A U.S. Department of Labor rule proposed Tuesday would make it more difficult for companies to treat workers as independent contractors, a change that is expected to shake up ride-hailing, delivery and other industries that rely on gig workers.




www.reuters.com








__





Labor Dept rule on independent contractors likely to land as early as Tuesday - sources






www.msn.com


----------



## Ms. Mercenary (Jul 24, 2020)

There’s a saying in my culture: “looked good on paper, but they forgot about the terrain”. It refers to building roads in swampy land and harsh weather in the XIX Century.
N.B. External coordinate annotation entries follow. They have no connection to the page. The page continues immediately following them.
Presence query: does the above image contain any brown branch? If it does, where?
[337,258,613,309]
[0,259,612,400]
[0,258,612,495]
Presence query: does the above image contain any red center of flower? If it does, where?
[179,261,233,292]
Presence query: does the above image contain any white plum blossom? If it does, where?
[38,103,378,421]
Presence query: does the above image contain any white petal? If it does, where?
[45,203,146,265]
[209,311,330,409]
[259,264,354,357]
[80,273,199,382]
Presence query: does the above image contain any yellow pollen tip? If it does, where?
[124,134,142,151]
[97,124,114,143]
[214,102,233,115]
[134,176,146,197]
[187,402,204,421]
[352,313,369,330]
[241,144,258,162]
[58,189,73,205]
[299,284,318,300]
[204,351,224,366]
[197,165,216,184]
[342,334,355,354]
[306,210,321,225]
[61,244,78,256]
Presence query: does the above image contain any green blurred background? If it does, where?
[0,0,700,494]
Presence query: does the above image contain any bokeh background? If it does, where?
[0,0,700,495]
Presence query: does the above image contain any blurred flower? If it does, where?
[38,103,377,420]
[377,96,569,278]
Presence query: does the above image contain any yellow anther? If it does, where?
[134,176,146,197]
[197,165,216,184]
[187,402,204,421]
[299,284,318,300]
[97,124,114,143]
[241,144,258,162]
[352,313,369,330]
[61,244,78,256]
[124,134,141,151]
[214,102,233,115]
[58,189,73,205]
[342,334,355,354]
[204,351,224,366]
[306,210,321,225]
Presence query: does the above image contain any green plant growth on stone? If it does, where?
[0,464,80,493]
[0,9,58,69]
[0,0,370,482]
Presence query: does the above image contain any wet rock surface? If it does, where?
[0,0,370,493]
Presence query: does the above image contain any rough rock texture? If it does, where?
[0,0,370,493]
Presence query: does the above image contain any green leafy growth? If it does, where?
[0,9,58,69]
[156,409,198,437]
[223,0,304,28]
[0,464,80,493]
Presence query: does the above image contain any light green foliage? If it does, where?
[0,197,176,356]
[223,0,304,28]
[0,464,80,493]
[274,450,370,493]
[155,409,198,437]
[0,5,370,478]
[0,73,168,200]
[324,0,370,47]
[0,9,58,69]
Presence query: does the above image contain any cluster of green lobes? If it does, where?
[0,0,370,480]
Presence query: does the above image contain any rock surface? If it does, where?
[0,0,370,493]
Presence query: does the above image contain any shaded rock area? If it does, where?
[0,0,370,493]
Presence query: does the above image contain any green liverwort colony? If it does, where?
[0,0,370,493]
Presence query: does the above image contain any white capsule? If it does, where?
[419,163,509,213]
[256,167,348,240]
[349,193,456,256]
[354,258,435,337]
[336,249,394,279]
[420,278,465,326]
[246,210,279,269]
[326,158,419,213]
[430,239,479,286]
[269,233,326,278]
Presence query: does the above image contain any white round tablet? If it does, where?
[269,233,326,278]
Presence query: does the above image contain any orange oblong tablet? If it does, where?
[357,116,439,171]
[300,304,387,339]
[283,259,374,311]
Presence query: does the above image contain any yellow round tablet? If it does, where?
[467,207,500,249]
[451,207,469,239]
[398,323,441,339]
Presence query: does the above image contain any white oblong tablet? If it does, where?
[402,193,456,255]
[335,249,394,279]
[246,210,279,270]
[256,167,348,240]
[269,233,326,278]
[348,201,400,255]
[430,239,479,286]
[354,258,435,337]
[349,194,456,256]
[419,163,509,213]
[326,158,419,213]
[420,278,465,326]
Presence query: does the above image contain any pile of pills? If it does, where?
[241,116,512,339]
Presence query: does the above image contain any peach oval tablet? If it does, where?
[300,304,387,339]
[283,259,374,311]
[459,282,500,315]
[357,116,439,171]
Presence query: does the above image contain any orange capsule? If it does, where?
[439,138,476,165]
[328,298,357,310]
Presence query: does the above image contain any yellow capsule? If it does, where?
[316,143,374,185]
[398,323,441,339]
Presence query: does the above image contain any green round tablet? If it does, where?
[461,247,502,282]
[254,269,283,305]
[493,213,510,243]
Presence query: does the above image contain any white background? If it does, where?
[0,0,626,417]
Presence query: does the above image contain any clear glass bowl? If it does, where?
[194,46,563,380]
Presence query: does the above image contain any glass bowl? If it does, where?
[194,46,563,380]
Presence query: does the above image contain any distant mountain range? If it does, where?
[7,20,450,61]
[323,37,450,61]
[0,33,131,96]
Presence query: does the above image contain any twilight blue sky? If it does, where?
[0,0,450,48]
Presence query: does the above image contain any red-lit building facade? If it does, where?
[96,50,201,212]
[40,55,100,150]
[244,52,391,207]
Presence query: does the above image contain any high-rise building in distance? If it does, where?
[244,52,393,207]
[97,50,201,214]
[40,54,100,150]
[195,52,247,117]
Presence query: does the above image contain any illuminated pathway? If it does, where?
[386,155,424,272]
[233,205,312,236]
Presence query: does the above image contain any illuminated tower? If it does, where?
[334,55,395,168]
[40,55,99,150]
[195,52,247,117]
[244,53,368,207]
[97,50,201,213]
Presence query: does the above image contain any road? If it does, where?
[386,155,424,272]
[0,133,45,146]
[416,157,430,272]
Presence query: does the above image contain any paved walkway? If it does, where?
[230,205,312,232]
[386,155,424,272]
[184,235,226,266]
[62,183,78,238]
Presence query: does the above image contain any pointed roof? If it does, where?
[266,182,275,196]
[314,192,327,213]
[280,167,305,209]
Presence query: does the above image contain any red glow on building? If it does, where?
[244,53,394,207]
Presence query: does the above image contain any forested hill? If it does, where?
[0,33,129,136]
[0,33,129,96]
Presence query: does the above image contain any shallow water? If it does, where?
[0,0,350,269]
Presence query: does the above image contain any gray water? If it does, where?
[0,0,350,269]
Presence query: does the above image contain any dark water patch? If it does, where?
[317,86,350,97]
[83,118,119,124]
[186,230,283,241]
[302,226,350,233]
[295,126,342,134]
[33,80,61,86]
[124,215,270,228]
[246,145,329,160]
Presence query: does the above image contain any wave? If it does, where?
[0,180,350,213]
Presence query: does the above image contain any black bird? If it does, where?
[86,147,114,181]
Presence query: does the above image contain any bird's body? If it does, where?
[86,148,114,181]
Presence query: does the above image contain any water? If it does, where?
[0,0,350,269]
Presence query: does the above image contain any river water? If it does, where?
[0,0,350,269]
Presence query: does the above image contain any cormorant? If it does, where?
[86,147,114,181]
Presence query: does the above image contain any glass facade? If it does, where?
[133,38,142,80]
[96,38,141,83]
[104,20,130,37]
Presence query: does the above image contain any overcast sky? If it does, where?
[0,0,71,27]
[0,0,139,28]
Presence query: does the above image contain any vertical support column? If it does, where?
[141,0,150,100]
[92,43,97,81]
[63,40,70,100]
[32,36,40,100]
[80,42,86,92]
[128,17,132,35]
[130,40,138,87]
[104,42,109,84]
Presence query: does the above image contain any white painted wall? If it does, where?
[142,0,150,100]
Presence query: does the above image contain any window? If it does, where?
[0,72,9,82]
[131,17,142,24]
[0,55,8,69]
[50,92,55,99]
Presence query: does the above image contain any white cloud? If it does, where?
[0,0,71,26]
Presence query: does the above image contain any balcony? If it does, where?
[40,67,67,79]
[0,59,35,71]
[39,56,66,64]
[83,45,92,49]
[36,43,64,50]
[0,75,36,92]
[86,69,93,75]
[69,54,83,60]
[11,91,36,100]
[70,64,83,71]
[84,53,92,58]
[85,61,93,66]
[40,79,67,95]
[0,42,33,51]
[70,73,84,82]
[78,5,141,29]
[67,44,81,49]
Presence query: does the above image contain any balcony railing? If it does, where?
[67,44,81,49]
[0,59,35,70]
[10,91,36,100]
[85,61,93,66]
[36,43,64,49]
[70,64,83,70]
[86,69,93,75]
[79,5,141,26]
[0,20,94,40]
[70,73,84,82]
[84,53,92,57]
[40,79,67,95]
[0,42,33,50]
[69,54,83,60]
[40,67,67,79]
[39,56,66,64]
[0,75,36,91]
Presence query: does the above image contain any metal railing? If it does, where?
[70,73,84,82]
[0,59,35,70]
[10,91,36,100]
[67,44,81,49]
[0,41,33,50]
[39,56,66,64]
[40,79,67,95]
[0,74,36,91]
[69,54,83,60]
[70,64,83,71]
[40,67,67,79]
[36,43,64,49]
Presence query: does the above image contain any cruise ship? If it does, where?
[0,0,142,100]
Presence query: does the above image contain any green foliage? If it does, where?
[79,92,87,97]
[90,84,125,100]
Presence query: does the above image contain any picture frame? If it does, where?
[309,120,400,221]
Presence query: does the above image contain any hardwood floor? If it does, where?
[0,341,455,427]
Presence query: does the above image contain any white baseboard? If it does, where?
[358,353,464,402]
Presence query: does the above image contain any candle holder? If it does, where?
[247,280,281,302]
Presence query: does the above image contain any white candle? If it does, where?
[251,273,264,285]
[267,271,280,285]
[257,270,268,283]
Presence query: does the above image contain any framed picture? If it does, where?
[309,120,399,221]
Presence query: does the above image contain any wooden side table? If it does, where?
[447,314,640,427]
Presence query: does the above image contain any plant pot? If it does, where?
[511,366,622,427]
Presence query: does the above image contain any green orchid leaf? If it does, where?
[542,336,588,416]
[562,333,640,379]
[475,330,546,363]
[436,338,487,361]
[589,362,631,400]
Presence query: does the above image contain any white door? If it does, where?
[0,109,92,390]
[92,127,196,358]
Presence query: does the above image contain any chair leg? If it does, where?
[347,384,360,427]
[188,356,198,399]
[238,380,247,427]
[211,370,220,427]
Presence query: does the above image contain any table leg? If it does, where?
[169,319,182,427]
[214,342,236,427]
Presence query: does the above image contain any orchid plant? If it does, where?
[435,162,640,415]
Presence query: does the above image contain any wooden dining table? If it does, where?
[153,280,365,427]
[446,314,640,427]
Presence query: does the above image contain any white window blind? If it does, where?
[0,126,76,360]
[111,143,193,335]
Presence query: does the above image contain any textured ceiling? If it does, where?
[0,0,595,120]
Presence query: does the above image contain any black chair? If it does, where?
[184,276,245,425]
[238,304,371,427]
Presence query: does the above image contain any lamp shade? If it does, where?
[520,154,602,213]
THEORETICALLY, it might be helpful.

But in realty it can shut the business down entirely.


----------



## Atavar (Aug 11, 2018)

If you want to work an assigned shift and take every ride they offer for minimum wage then it’s good.


----------



## Mad_Jack_Flint (Nov 19, 2020)

It will be months away and it looks like they are just reverting back to Obama way which will not truly effect us in my opinion.

I believe what will happen is if you want the guarantee pay you will have to meet the requirements like Hub, Favor and Dash are doing and if you fail you will have limited access to what orders or rides you get.

How will this affect Uber and Lyft when it come to rideshare?

It might mean Zones and scheduling your hours and meeting a certain AR to allow you to better rides, but that would be more difficult seeing Zones would limit you and I do a lot of Airport and long distance rides.

What need to happen isa driver should be able to set the lowest amount they will take for a ride so that it does not affect their AR and also their longest distance or how much we are willing to drive per mile but I doubt Uber and Lyft will do that because then it benefits the driver and limits their ability to throw trash rides your way.


----------



## Rickos69 (Nov 8, 2018)

Atavar said:


> If you want to work an assigned shift and take every ride they offer for minimum wage then it’s good.


So are you saying they are getting in bed with the apps?


----------



## Atavar (Aug 11, 2018)

Rickos69 said:


> So are you saying they are getting in bed with the apps?


No, the apps hate the idea. The apps also cannot pay you for sitting idle so if they have to pay you they will assign your shift and area while requiring you to accept all jobs.


----------



## Mad_Jack_Flint (Nov 19, 2020)

Atavar said:


> No, the apps hate the idea. The apps also cannot pay you for sitting idle so if they have to pay you they will assign your shift and area while requiring you to accept all jobs.


I might as well drive cab for a living then.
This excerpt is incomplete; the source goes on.